Love is not about changes. It is all about accepting things as-is. It is also a to-be process where the end result is marriage and happily ever after.

Now, I know most of you would think that… Hey! That’s unfair… the fault could also be at the boy’s side.

Yup!. There are boys who cannot love. This is because they only want to live a life to the fullest. They only wanted to play around. This kind of thinking usually hurts those who truly love them or not and causes damages.

Sometimes, boys just wanted to be themselves. Most of the time, because of their love, they can give up bits of things here and there for her. but gradually, things will spring back to their old self. When this happens, girl would think that they have changed. In fact, they should have realised that this is the true self resurfacing rather than change.

I have several friends now who is in dilemma of various situations above. One is hunting for the wrong thing and put her commitment on the wrong subject. She has not follow her heart to tell her whether she truly loves him or not. She thinks that she is cheating on him(1) when she is about to go on a date with him(2). In fact, she chose him(1) because he(1) came first with the questions of commitment.
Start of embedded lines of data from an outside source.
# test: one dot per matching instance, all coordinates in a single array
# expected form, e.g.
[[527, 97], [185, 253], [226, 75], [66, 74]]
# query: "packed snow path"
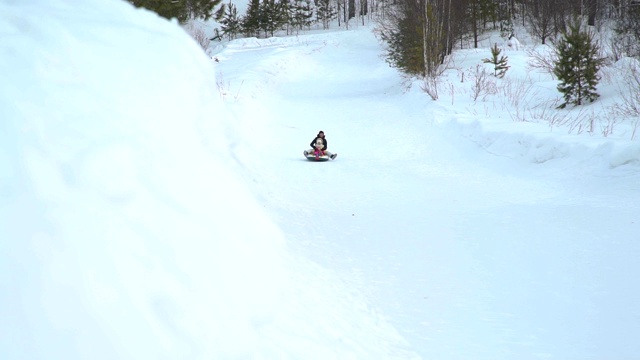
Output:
[[470, 253]]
But now that she is with him(2) she thinks that he(1) is probably not good enough and she regrets.

The other one has found out that she cannot trust him anymore …. after giving birth to two kids and with the third one coming very soon. She has been demanding him to change and he caved-in. However, now that he is having almost a full rebounce, she regreted about the three kids.

I truly hoped that these two friends of mind can read this and understand what is their positioning right now. I am not saying that they have done wrong in anyway when they meet him(all) but rather they miscommunicated their love with something else other than the true love they are about to discover.

The first friend may not understand this but I think in due time, she will. The second friends will understand that what feeling she has for him is superficial and is not as strong as the love she has for their kids. Only when she made these comparison of late that she discover her mistake of loving him in the wrong methods.